Background: Individual case reports of suspected harm from medicines are fundamental for signal detection in postmarketing surveillance. Their effective analysis requires reliable data and one challenge is report duplication. These are multiple unlinked records describing the same suspected adverse drug reaction (ADR) in a particular patient. They distort statistical screening and can mislead clinical assessment. Many organisations rely on rule-based detection, but probabilistic record matching is an alternative.
Objectives: The aim of this study was to evaluate probabilistic record matching for duplicate detection, and to characterise the main sources of duplicate reports within each data set.
Research design: vigiMatch™, a published probabilistic record matching algorithm, was applied to the WHO global individual case safety reports database, VigiBase(®), for reports submitted between 2000 and 2010. Reported drugs, ADRs, patient age, sex, country of origin, and date of onset were considered in the matching. Suspected duplicates for the UK, Denmark, and Spain were reviewed and classified by the respective national centre. This included evaluation to determine whether confirmed duplicates had already been identified by in-house, rule-based screening. Furthermore, each confirmed duplicate was classified with respect to the likely source of duplication.

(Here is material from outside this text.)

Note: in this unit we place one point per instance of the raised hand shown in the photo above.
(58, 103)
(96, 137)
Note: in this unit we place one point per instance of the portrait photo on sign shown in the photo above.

Measures: For each country, the proportions of suspected duplicates classified as confirmed duplicates, likely duplicates, otherwise related, and unrelated were obtained. The proportions of confirmed or likely duplicates that were not previously known by the national organisation were determined, and variations in the rates of suspected duplicates across subsets of reports were characterised.
Results: Overall, 2.5 % of the reports with sufficient information to be evaluated by vigiMatch were classified as suspected duplicates. The rates for the three countries considered in this study were 1.4 % (UK), 1.0 % (Denmark), and 0.7 % (Spain). Higher rates of suspected duplicates were observed for literature reports (11 %) and reports with fatal outcome (5 %), whereas a lower rate was observed for reports from consumers and non-health professionals (0.5 %). The predictive value for confirmed or likely duplicates among reports flagged as suspected duplicates by vigiMatch ranged from 86 % for the UK, to 64 % for Denmark and 33 % for Spain. The proportions of confirmed duplicates that were previously unknown to national centres ranged from 89 % for Spain, to 60 % for the UK and 38 % for Denmark, despite in-house duplicate detection processes in routine use. The proportion of unrelated cases among suspected duplicates were below 10 % for each national centre in the study.
Conclusions: Probabilistic record matching, as implemented in vigiMatch, achieved good predictive value for confirmed or likely duplicates in each data source. Most of the false positives corresponded to otherwise related reports; less than 10 % were altogether unrelated. A substantial proportion of the correctly identified duplicates had not previously been detected by national centre activity. On one hand, vigiMatch highlighted duplicates that had been missed by rule-based methods, and on the other hand its lower total number of suspected duplicates to review improved the accuracy of manual review.